Biting Bad (Chicagoland Vampires 8)
The heat climbed as the fire roared above us. I pushed the most obvious question - assuming I survived this trip, how in God's name was I going to get him safely out again? - from my mind, and focused on the task at hand, on breaking it into its smallest components.
Step one: Find my grandfather.
A burst of fire suddenly rushed above my head. Terrifying . . . but revealing. A few feet in front of me I saw a glint of light - the firelight dancing on the face of my grandfather's watch. I dropped to my knees in ashy carpet, pushing aside half-burned books and pieces of what I assumed was Jeff's computer.
I grabbed his hands.
"Hi, Grandpa," I said, tears rushing my eyes.
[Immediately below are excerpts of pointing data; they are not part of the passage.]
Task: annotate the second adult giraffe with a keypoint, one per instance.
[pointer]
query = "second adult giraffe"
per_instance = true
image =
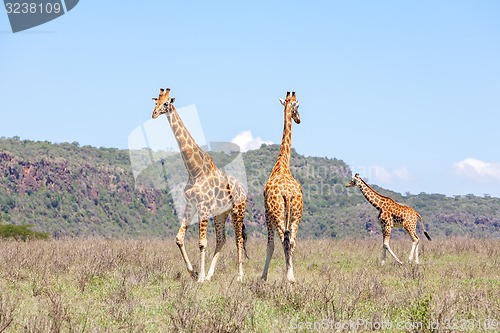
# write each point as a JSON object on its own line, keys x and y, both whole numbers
{"x": 391, "y": 214}
{"x": 283, "y": 194}
{"x": 208, "y": 191}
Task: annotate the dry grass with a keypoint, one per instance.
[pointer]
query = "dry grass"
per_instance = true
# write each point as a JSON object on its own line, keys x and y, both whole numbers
{"x": 142, "y": 286}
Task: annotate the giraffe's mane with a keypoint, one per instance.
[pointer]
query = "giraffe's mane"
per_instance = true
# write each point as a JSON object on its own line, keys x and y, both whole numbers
{"x": 383, "y": 196}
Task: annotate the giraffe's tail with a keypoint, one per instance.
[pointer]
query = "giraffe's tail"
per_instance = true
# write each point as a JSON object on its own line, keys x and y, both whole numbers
{"x": 423, "y": 227}
{"x": 244, "y": 235}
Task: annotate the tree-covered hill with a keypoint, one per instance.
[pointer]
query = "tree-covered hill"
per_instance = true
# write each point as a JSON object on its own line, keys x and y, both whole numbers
{"x": 65, "y": 189}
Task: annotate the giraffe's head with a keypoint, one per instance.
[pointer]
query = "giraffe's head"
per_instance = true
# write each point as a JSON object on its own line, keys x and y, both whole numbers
{"x": 291, "y": 102}
{"x": 164, "y": 104}
{"x": 354, "y": 181}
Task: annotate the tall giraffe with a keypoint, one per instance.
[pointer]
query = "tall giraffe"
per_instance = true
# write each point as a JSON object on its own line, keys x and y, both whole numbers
{"x": 283, "y": 194}
{"x": 391, "y": 214}
{"x": 208, "y": 191}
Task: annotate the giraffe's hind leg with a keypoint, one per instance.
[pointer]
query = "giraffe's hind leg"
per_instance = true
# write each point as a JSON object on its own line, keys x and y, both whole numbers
{"x": 386, "y": 247}
{"x": 237, "y": 215}
{"x": 414, "y": 246}
{"x": 296, "y": 211}
{"x": 270, "y": 245}
{"x": 220, "y": 233}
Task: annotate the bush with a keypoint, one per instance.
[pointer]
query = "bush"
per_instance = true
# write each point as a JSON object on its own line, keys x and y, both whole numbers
{"x": 21, "y": 232}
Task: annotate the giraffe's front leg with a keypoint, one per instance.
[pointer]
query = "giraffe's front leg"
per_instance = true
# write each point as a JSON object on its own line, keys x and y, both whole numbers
{"x": 238, "y": 214}
{"x": 220, "y": 233}
{"x": 179, "y": 239}
{"x": 294, "y": 228}
{"x": 270, "y": 246}
{"x": 203, "y": 213}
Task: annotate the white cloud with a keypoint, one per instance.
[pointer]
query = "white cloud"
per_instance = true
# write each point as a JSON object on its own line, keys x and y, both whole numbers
{"x": 383, "y": 175}
{"x": 247, "y": 142}
{"x": 477, "y": 169}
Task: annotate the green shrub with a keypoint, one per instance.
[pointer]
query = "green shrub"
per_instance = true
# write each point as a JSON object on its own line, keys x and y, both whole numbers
{"x": 21, "y": 232}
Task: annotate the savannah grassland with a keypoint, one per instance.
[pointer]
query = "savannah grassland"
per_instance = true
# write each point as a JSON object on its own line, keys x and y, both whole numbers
{"x": 79, "y": 285}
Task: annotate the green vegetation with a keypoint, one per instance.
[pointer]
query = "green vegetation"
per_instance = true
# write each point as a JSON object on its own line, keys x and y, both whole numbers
{"x": 66, "y": 189}
{"x": 77, "y": 285}
{"x": 21, "y": 232}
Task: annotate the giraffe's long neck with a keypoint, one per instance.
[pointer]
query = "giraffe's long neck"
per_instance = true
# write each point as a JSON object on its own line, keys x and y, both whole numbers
{"x": 371, "y": 195}
{"x": 196, "y": 160}
{"x": 283, "y": 161}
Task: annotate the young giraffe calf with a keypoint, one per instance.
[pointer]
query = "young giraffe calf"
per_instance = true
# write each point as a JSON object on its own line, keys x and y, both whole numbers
{"x": 391, "y": 214}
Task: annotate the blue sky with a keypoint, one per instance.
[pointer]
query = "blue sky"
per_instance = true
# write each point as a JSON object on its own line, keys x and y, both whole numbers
{"x": 407, "y": 93}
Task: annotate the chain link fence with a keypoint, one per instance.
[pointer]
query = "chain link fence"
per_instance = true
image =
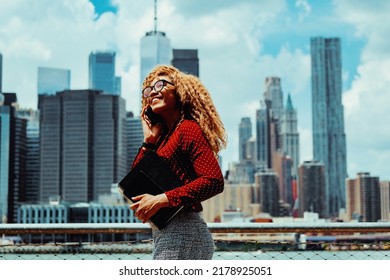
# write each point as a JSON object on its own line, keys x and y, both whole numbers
{"x": 330, "y": 241}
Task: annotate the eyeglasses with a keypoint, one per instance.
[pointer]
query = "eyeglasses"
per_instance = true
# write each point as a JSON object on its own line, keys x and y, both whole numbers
{"x": 158, "y": 86}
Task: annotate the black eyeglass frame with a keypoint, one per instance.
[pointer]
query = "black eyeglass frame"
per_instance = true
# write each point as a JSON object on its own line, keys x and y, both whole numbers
{"x": 147, "y": 90}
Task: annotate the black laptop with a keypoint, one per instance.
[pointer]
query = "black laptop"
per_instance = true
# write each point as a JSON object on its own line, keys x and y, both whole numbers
{"x": 152, "y": 175}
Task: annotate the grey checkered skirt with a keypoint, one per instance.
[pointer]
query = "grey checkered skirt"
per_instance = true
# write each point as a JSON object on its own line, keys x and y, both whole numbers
{"x": 186, "y": 237}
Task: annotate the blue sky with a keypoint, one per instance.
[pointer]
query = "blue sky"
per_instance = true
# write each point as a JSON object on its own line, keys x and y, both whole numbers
{"x": 240, "y": 43}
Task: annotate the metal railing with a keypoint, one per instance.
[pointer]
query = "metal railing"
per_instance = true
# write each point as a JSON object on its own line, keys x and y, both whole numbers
{"x": 232, "y": 241}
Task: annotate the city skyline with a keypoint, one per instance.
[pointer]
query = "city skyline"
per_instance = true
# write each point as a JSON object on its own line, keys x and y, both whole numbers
{"x": 272, "y": 39}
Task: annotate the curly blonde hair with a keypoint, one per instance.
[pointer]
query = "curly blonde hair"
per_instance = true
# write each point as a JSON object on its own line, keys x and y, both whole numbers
{"x": 195, "y": 102}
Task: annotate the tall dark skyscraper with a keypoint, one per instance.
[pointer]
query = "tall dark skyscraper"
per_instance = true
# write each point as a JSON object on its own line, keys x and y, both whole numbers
{"x": 82, "y": 144}
{"x": 329, "y": 143}
{"x": 32, "y": 154}
{"x": 12, "y": 158}
{"x": 312, "y": 188}
{"x": 1, "y": 72}
{"x": 364, "y": 198}
{"x": 186, "y": 61}
{"x": 155, "y": 49}
{"x": 244, "y": 134}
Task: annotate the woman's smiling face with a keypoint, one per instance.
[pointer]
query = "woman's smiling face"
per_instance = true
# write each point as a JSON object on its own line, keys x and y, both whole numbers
{"x": 164, "y": 100}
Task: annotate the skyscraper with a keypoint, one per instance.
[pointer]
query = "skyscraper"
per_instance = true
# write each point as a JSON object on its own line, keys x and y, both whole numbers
{"x": 363, "y": 196}
{"x": 244, "y": 134}
{"x": 134, "y": 138}
{"x": 263, "y": 156}
{"x": 32, "y": 154}
{"x": 290, "y": 135}
{"x": 102, "y": 73}
{"x": 155, "y": 49}
{"x": 82, "y": 151}
{"x": 186, "y": 61}
{"x": 12, "y": 158}
{"x": 312, "y": 188}
{"x": 52, "y": 80}
{"x": 274, "y": 94}
{"x": 1, "y": 72}
{"x": 267, "y": 180}
{"x": 329, "y": 144}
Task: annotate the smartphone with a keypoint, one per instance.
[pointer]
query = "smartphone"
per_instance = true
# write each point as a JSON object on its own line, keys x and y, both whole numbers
{"x": 152, "y": 116}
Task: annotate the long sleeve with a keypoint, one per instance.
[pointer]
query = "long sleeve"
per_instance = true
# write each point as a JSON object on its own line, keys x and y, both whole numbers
{"x": 191, "y": 157}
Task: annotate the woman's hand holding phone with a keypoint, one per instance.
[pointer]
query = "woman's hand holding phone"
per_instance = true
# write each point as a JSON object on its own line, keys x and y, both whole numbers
{"x": 151, "y": 125}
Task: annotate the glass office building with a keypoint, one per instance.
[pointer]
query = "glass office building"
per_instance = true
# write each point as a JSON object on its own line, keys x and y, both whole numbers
{"x": 329, "y": 141}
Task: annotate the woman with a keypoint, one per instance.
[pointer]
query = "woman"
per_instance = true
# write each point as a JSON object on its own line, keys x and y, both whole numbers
{"x": 189, "y": 137}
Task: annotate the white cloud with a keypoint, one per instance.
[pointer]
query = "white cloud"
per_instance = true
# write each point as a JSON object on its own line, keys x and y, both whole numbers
{"x": 229, "y": 36}
{"x": 366, "y": 102}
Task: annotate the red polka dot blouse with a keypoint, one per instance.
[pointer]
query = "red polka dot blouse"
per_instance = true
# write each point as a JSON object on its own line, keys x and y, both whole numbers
{"x": 190, "y": 156}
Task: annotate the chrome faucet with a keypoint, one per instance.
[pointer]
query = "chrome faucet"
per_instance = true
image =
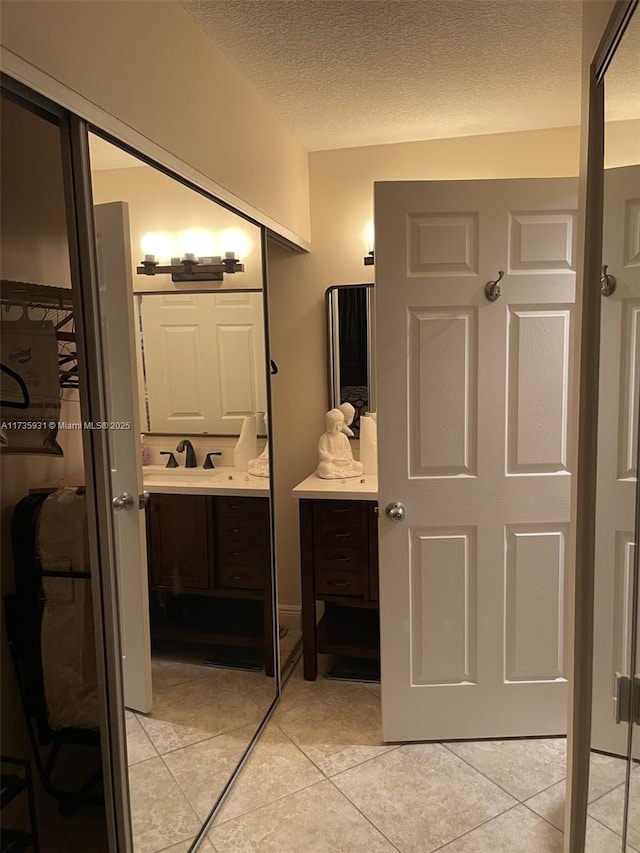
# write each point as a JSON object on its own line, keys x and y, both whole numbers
{"x": 190, "y": 461}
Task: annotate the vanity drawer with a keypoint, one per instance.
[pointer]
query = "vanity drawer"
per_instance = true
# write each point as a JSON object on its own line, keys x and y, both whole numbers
{"x": 339, "y": 533}
{"x": 340, "y": 558}
{"x": 238, "y": 529}
{"x": 337, "y": 511}
{"x": 243, "y": 554}
{"x": 340, "y": 583}
{"x": 240, "y": 576}
{"x": 249, "y": 508}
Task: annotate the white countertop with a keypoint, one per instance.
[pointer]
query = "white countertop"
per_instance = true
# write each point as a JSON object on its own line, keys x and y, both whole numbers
{"x": 364, "y": 488}
{"x": 222, "y": 480}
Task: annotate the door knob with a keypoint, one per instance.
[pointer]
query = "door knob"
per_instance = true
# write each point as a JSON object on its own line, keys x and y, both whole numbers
{"x": 608, "y": 282}
{"x": 123, "y": 501}
{"x": 395, "y": 511}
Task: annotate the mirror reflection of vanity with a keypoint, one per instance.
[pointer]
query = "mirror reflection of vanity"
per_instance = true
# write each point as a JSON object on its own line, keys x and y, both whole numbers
{"x": 202, "y": 370}
{"x": 351, "y": 328}
{"x": 338, "y": 517}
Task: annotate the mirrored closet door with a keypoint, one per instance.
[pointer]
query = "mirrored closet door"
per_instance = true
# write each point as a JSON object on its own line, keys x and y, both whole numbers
{"x": 183, "y": 311}
{"x": 614, "y": 792}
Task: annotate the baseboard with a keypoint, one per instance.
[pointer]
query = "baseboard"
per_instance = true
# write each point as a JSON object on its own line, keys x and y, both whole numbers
{"x": 290, "y": 616}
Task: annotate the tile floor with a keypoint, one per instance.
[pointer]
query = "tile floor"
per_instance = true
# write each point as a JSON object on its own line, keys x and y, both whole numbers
{"x": 321, "y": 781}
{"x": 181, "y": 755}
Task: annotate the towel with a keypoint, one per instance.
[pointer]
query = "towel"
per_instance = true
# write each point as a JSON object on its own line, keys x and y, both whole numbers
{"x": 29, "y": 387}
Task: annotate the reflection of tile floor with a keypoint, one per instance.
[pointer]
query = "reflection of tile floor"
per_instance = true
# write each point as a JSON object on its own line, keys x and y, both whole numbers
{"x": 321, "y": 781}
{"x": 182, "y": 754}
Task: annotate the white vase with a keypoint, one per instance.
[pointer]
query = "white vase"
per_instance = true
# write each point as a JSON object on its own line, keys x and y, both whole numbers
{"x": 369, "y": 444}
{"x": 247, "y": 445}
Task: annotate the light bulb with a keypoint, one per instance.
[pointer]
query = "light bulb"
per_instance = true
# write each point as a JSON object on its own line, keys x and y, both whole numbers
{"x": 157, "y": 244}
{"x": 233, "y": 240}
{"x": 368, "y": 234}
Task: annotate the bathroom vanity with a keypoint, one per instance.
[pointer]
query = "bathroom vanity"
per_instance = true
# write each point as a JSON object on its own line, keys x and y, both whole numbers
{"x": 339, "y": 566}
{"x": 209, "y": 558}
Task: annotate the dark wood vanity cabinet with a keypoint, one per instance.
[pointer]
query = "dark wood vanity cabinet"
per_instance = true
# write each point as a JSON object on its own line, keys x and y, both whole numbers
{"x": 179, "y": 542}
{"x": 339, "y": 562}
{"x": 209, "y": 559}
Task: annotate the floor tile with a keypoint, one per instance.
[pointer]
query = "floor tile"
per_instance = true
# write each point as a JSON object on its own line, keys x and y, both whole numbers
{"x": 600, "y": 839}
{"x": 316, "y": 820}
{"x": 203, "y": 769}
{"x": 605, "y": 773}
{"x": 199, "y": 708}
{"x": 167, "y": 736}
{"x": 336, "y": 724}
{"x": 184, "y": 846}
{"x": 609, "y": 811}
{"x": 169, "y": 673}
{"x": 275, "y": 769}
{"x": 160, "y": 813}
{"x": 550, "y": 804}
{"x": 521, "y": 767}
{"x": 139, "y": 747}
{"x": 421, "y": 796}
{"x": 515, "y": 831}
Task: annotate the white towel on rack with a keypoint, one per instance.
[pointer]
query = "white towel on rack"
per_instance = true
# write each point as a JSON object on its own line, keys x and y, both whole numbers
{"x": 29, "y": 387}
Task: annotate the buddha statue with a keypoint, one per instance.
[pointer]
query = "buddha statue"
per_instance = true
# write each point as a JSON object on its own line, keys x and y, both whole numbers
{"x": 335, "y": 459}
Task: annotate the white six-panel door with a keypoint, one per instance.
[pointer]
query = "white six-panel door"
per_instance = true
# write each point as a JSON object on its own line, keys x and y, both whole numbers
{"x": 619, "y": 396}
{"x": 473, "y": 417}
{"x": 204, "y": 360}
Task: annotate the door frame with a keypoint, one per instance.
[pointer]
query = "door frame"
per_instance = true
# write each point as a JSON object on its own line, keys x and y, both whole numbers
{"x": 591, "y": 203}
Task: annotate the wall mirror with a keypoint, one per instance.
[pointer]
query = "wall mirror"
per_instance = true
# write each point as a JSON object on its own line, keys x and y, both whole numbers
{"x": 351, "y": 328}
{"x": 614, "y": 792}
{"x": 207, "y": 584}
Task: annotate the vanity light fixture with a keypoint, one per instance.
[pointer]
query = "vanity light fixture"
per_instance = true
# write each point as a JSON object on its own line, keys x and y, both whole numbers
{"x": 191, "y": 268}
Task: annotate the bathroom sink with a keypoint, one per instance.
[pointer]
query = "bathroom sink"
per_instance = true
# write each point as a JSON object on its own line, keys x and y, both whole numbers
{"x": 177, "y": 475}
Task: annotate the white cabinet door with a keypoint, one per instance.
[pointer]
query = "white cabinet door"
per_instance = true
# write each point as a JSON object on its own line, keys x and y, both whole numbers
{"x": 474, "y": 403}
{"x": 204, "y": 360}
{"x": 121, "y": 379}
{"x": 619, "y": 395}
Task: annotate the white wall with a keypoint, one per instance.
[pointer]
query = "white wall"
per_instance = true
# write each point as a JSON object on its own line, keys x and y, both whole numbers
{"x": 341, "y": 185}
{"x": 147, "y": 64}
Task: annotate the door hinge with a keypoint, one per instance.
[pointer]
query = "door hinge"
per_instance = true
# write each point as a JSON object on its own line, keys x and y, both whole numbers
{"x": 627, "y": 699}
{"x": 622, "y": 699}
{"x": 635, "y": 701}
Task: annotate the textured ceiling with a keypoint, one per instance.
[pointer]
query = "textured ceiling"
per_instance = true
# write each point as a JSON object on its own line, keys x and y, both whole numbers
{"x": 343, "y": 73}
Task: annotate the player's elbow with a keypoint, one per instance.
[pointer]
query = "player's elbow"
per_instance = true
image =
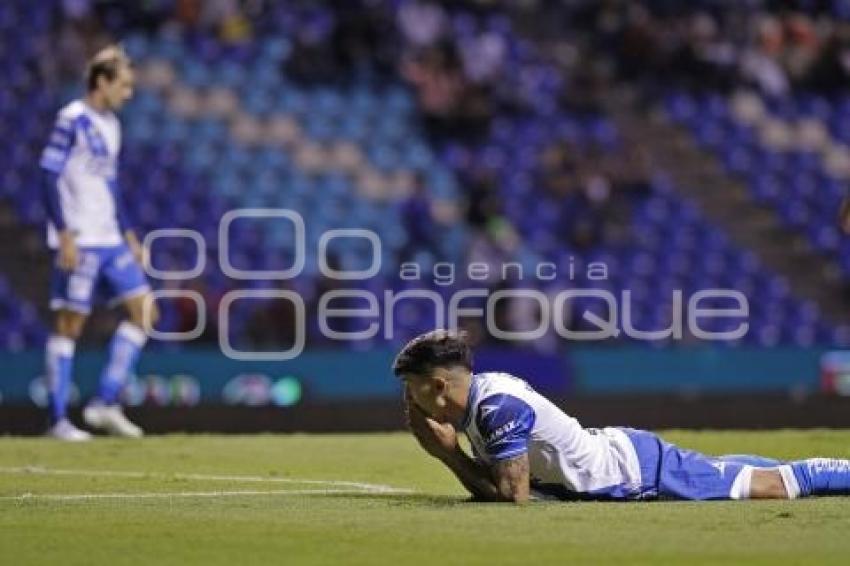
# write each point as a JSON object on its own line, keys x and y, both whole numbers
{"x": 513, "y": 494}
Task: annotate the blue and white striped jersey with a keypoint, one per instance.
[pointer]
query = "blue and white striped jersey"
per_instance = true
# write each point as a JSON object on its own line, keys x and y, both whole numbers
{"x": 83, "y": 153}
{"x": 506, "y": 417}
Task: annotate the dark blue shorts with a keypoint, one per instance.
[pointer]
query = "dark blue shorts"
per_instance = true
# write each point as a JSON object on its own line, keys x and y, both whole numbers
{"x": 111, "y": 273}
{"x": 670, "y": 472}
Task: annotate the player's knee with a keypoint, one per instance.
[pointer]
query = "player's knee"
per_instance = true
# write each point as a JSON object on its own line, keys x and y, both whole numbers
{"x": 143, "y": 313}
{"x": 767, "y": 484}
{"x": 70, "y": 324}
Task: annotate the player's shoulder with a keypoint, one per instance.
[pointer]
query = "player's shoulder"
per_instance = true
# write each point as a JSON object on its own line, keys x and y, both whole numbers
{"x": 72, "y": 111}
{"x": 504, "y": 391}
{"x": 496, "y": 382}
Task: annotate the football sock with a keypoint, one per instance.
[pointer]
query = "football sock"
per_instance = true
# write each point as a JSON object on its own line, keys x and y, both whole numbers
{"x": 817, "y": 476}
{"x": 124, "y": 350}
{"x": 59, "y": 359}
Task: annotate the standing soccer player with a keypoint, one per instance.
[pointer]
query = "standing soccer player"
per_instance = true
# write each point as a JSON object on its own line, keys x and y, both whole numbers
{"x": 93, "y": 247}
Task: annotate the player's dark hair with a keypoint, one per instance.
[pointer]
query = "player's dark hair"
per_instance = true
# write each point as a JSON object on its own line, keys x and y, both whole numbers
{"x": 435, "y": 349}
{"x": 105, "y": 64}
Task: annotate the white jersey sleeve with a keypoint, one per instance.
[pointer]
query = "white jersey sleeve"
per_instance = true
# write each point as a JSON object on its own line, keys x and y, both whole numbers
{"x": 83, "y": 154}
{"x": 506, "y": 418}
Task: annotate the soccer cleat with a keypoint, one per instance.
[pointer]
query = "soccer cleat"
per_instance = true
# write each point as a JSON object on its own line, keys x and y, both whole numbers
{"x": 111, "y": 419}
{"x": 64, "y": 430}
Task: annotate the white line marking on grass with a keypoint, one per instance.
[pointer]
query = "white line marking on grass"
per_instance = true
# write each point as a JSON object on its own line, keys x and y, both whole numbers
{"x": 181, "y": 494}
{"x": 354, "y": 487}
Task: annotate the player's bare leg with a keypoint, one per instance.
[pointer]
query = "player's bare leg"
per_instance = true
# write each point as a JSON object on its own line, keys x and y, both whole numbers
{"x": 105, "y": 412}
{"x": 767, "y": 484}
{"x": 59, "y": 360}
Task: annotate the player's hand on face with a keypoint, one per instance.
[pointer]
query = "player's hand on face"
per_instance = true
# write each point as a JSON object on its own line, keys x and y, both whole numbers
{"x": 67, "y": 253}
{"x": 435, "y": 438}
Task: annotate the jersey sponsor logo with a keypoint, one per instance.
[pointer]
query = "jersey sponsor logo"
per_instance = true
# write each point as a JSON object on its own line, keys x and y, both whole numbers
{"x": 486, "y": 410}
{"x": 501, "y": 431}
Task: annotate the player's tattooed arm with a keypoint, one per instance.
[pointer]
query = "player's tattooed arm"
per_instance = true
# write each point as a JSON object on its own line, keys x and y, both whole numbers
{"x": 511, "y": 478}
{"x": 506, "y": 481}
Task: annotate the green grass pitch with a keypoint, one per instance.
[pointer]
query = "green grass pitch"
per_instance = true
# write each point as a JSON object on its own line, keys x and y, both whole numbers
{"x": 340, "y": 499}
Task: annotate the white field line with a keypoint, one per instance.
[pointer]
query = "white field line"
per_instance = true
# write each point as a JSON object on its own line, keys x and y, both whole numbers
{"x": 180, "y": 494}
{"x": 337, "y": 487}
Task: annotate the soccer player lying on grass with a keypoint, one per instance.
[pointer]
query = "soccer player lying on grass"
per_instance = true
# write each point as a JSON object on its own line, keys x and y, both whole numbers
{"x": 524, "y": 446}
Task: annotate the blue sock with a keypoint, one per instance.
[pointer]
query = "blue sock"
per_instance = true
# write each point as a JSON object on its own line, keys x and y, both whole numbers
{"x": 822, "y": 476}
{"x": 59, "y": 360}
{"x": 124, "y": 350}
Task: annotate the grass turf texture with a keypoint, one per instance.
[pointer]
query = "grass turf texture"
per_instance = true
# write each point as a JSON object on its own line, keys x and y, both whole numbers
{"x": 434, "y": 524}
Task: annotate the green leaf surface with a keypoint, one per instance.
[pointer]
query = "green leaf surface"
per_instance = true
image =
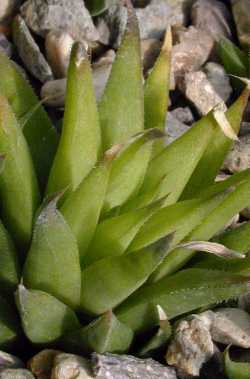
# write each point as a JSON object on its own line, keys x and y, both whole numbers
{"x": 39, "y": 132}
{"x": 44, "y": 318}
{"x": 121, "y": 107}
{"x": 52, "y": 263}
{"x": 108, "y": 282}
{"x": 19, "y": 191}
{"x": 80, "y": 141}
{"x": 236, "y": 370}
{"x": 178, "y": 294}
{"x": 103, "y": 335}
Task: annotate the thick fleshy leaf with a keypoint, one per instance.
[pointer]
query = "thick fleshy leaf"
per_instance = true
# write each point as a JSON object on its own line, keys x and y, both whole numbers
{"x": 9, "y": 267}
{"x": 121, "y": 107}
{"x": 44, "y": 318}
{"x": 9, "y": 325}
{"x": 114, "y": 234}
{"x": 52, "y": 264}
{"x": 108, "y": 282}
{"x": 216, "y": 151}
{"x": 82, "y": 207}
{"x": 103, "y": 335}
{"x": 233, "y": 59}
{"x": 129, "y": 169}
{"x": 80, "y": 142}
{"x": 180, "y": 293}
{"x": 18, "y": 185}
{"x": 236, "y": 370}
{"x": 233, "y": 203}
{"x": 39, "y": 132}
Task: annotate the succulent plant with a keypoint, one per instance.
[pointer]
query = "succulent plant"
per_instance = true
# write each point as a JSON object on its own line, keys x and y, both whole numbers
{"x": 96, "y": 223}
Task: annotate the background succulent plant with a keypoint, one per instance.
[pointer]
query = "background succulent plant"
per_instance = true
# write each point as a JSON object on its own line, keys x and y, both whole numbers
{"x": 95, "y": 262}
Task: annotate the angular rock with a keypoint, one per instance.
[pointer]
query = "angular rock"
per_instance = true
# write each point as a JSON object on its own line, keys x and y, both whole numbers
{"x": 16, "y": 374}
{"x": 58, "y": 47}
{"x": 192, "y": 52}
{"x": 9, "y": 361}
{"x": 198, "y": 89}
{"x": 7, "y": 8}
{"x": 219, "y": 79}
{"x": 68, "y": 16}
{"x": 69, "y": 366}
{"x": 231, "y": 326}
{"x": 191, "y": 345}
{"x": 42, "y": 363}
{"x": 238, "y": 158}
{"x": 213, "y": 17}
{"x": 110, "y": 366}
{"x": 30, "y": 53}
{"x": 241, "y": 12}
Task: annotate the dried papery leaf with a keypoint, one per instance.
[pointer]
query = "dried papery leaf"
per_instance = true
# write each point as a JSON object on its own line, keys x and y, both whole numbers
{"x": 19, "y": 191}
{"x": 39, "y": 132}
{"x": 213, "y": 248}
{"x": 178, "y": 294}
{"x": 121, "y": 107}
{"x": 80, "y": 142}
{"x": 235, "y": 370}
{"x": 44, "y": 318}
{"x": 105, "y": 334}
{"x": 54, "y": 246}
{"x": 115, "y": 278}
{"x": 220, "y": 116}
He was on his back, surrounded by rubble. He squeezed my hands, which was a good sign, but across his abdomen was a gigantic wooden beam. It must have supported the basement ceiling and main floor.
Panic quickly set in, and I had to consciously remind myself to breathe slowly. A hyperventilating vampire would do no one any good.
One step at a time, I reminded myself. Step two: Put on a good face, and get him untangled from the burning remains of his house.
"What in God's name have you gotten yourself into this time?" I said with a mock laugh, brushing his hair from his face.
He coughed again, each sputter sending an uncomfortable torque through my gut.
"I need a babysitter," he said.
"Apparently so. You appear to have most of the ceiling on your legs. I'm going to try to move it now."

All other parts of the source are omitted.